"There's father," declared Frances with sudden energy, "he never—you know he never loved any one but my mother," she said the last words very tenderly.
"He's had his books," sagely, "an' he's had his chile, an' he's had me to look after de house.
"'Long when I was a gal," went on the old darkey, as if in pure reminiscence, "an 'oman if she didn't hab 'er fambly to look after, an' was too ole to go cavortin' 'roun', didn't hab nuthin' to do but sit erroun' an' stay in de pa's house or de brother's an' be tookin' cyar of; an' dey'd be wishin' all de time dey'd took dis one or dat one or any one, so's not to come to dis. But laws-a-me! if yuh don't git married nowadays, dyar's a plenty to be a-doin'! Dyar's Miss Robin— Honey, does yuh ebber specs to be married?"
She saw the indignant flash of Frances' eyes, and chuckled inwardly. She wouldn't be crying there long at that rate.
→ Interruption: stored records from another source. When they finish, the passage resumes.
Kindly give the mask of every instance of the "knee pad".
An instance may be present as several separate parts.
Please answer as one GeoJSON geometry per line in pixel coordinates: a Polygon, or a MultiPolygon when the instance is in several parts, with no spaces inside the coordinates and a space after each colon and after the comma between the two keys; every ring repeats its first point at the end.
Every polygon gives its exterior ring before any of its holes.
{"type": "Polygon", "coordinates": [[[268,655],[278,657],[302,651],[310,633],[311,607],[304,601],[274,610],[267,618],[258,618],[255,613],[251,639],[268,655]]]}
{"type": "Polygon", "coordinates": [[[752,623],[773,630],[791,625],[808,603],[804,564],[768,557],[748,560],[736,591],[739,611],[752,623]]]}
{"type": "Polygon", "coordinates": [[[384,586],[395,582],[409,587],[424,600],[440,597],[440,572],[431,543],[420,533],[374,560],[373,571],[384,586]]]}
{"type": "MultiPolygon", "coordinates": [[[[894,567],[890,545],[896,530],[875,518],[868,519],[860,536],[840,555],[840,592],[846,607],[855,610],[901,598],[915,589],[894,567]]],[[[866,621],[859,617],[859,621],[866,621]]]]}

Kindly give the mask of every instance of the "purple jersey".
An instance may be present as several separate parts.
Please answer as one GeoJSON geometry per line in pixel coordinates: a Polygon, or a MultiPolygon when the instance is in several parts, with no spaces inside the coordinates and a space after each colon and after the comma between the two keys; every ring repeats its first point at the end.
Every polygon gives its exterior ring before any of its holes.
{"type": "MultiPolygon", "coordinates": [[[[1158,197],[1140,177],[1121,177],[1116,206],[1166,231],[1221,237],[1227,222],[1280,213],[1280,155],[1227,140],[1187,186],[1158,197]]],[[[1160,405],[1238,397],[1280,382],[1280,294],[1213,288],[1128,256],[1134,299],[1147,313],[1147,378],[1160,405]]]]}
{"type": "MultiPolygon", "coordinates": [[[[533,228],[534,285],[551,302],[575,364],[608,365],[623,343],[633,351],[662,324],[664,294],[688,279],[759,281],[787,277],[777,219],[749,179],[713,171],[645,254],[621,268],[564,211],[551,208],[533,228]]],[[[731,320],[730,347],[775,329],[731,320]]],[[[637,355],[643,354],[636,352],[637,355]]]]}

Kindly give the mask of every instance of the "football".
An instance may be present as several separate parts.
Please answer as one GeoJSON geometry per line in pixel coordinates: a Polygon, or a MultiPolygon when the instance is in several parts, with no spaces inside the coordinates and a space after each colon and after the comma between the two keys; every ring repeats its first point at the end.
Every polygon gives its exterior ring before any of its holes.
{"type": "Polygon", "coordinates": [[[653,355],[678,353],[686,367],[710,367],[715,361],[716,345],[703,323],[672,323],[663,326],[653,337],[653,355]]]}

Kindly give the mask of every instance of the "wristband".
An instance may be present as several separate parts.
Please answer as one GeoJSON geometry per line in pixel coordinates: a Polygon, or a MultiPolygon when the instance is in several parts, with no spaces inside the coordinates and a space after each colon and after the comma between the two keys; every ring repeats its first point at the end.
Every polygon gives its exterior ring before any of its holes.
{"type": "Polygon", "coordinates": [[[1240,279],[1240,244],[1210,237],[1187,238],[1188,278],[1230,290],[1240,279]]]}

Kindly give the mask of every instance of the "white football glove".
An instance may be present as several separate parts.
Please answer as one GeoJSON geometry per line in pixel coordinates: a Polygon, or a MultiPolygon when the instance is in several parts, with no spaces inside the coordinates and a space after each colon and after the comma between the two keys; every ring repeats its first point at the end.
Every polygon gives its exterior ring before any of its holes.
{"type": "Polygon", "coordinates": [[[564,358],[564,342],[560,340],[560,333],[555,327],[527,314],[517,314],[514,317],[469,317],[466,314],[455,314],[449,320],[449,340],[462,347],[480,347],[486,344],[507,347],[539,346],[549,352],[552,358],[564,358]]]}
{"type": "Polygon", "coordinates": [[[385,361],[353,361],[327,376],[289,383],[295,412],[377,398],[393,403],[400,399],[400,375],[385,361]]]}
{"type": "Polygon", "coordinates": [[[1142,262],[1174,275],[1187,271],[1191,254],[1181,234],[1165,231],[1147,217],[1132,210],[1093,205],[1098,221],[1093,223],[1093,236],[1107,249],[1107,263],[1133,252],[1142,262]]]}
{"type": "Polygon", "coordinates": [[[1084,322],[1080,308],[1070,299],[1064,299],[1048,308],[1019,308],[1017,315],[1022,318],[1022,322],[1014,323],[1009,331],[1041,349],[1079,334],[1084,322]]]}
The tears were gone now, and soon the marks of them would be.
"Does yuh think yuh'd like to git married?" protested the old woman remorselessly, "'cause, if yuh do 'tis time yuh was lookin' aroun'!"
"Dyar, ef dat don't fotch her," declared Susan to herself, "nuttin' will!" But it did.
Frances sat upright. She had a wholesome respect for matrimony, and the speech had told. "What do you mean?"
"Jes' what I says!" calmly. "Dyar's two or three young men Ise got my eye on; some o' dem is mighty nice!"
Susan knew, perfectly well, the only matrimonial danger she had ever feared for her darling had passed, but she shouldn't pine for that one, not as long as the old darkey had breath in her body.
"I tell yuh, Miss Frances," she said, "I suttenly is sorry fur young gals; dey goes erlong so bright an' so easy, eberything their way, an' when dey runs up all a-sudden on a big wall dat's got 'trouble' writ all ercross it, dey don't know how to get erroun' it nohow. Den, too, it suttenly does seem to me dey has some mighty hard questions to settle when dey know a mighty little, a mighty little."